It isn’t enough that Merrill Lynch is now just Merrill. It isn’t enough that more than half of your colleagues that you respect have left the firm. It isn’t enough that Andy Sieg thinks that advisor attrition is ‘seasonal’. It isn’t enough that no matter your loyalty to the thundering herd and the Merrill brand – BofA just doesn’t give a sh%t about you.
That reality was hammered home again early this week with conversations we had with two large and well known teams. Beyond the cultural rot inherent at BofA/Merrill, the compliance burden has gotten nearly unbearable.
From an advisor on the east coast, “It is hard to describe the insults that come disguised as compliance on a weekly basis.

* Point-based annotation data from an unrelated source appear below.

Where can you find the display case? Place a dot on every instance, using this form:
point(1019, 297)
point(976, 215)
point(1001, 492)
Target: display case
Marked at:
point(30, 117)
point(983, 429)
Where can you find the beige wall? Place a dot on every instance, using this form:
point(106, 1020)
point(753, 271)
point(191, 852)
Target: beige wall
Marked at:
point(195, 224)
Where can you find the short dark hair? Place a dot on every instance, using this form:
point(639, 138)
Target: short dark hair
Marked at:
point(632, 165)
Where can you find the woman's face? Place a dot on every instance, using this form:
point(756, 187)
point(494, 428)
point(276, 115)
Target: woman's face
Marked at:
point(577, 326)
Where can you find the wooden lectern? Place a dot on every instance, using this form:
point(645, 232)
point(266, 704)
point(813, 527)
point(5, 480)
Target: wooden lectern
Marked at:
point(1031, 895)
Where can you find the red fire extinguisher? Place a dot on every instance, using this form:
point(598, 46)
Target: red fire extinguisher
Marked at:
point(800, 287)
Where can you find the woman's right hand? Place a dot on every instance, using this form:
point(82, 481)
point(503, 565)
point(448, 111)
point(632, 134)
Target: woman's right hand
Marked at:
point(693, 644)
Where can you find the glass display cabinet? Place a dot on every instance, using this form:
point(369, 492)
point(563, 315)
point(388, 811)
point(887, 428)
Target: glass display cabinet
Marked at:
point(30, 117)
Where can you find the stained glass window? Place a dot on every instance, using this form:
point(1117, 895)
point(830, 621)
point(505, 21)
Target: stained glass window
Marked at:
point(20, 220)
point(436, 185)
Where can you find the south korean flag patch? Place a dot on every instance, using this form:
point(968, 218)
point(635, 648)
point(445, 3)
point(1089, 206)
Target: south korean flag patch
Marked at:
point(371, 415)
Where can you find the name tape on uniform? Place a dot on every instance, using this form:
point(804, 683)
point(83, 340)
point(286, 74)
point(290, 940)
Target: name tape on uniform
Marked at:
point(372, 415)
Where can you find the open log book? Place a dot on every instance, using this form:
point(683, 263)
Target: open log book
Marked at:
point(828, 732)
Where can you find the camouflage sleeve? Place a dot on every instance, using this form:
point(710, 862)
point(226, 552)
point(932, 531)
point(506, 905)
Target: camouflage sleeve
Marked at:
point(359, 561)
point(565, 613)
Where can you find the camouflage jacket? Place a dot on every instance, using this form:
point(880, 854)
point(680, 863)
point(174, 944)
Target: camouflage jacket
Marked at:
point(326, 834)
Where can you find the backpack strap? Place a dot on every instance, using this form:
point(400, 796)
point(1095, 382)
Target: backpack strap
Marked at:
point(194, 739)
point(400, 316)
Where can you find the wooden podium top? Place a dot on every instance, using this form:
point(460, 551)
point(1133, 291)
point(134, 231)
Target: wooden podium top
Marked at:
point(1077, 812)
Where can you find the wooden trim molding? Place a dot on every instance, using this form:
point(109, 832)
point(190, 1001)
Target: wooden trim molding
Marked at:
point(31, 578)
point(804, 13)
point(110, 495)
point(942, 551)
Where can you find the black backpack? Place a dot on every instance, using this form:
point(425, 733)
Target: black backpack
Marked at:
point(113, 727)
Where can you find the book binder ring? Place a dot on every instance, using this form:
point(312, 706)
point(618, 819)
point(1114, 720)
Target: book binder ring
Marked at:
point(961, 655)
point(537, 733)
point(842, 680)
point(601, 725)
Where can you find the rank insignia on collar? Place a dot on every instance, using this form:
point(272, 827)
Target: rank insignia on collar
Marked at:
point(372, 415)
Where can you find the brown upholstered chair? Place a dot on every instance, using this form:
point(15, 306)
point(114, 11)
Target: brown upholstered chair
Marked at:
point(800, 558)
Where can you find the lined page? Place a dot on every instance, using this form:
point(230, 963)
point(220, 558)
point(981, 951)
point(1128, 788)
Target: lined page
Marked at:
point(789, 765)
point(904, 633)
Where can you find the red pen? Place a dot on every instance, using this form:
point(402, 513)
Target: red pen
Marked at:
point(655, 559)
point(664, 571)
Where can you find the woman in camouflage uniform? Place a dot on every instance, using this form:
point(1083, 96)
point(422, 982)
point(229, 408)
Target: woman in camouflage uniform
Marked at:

I’ve got a perfect record and have put real effort into being a Merrill guy over the years. But almost every week I’m getting pinged by compliance over dotted i’s and crossed t’s.”
“An example last week… I sent an email to a client with some good news that their mortgage rates had ticked lower by a quarter point. Less than 4 hours later I got a compliance letter that I have to respond to regarding ‘quoting rates’ in a correspondence. It’s like I’m being treated like a trainee or bank broker. And responding to this shit takes time away from growing the business. It’s constant and makes it harder to do business here.”
We did a little digging and found that this has been common practice with BofA over the past year or so. Every email, every text, every syllable is scrutinized. And if you trip up, you’ve given them cause for termination.
We put together a short podcast Q&A with Brian Neville that speaks to the issues that have caused big Merrill teams to exit the firm week after week. The revelations he shared associated with surveillance were mind blowing. When tied to the above quotes it paints a picture of a legal ‘overstate’ at BofA that is cause for serious concern.
Another reminder that more than 200 teams with $1B or more in assets have left Merrill in the past four years. Read that again. It’s becoming increasingly easy to understand why.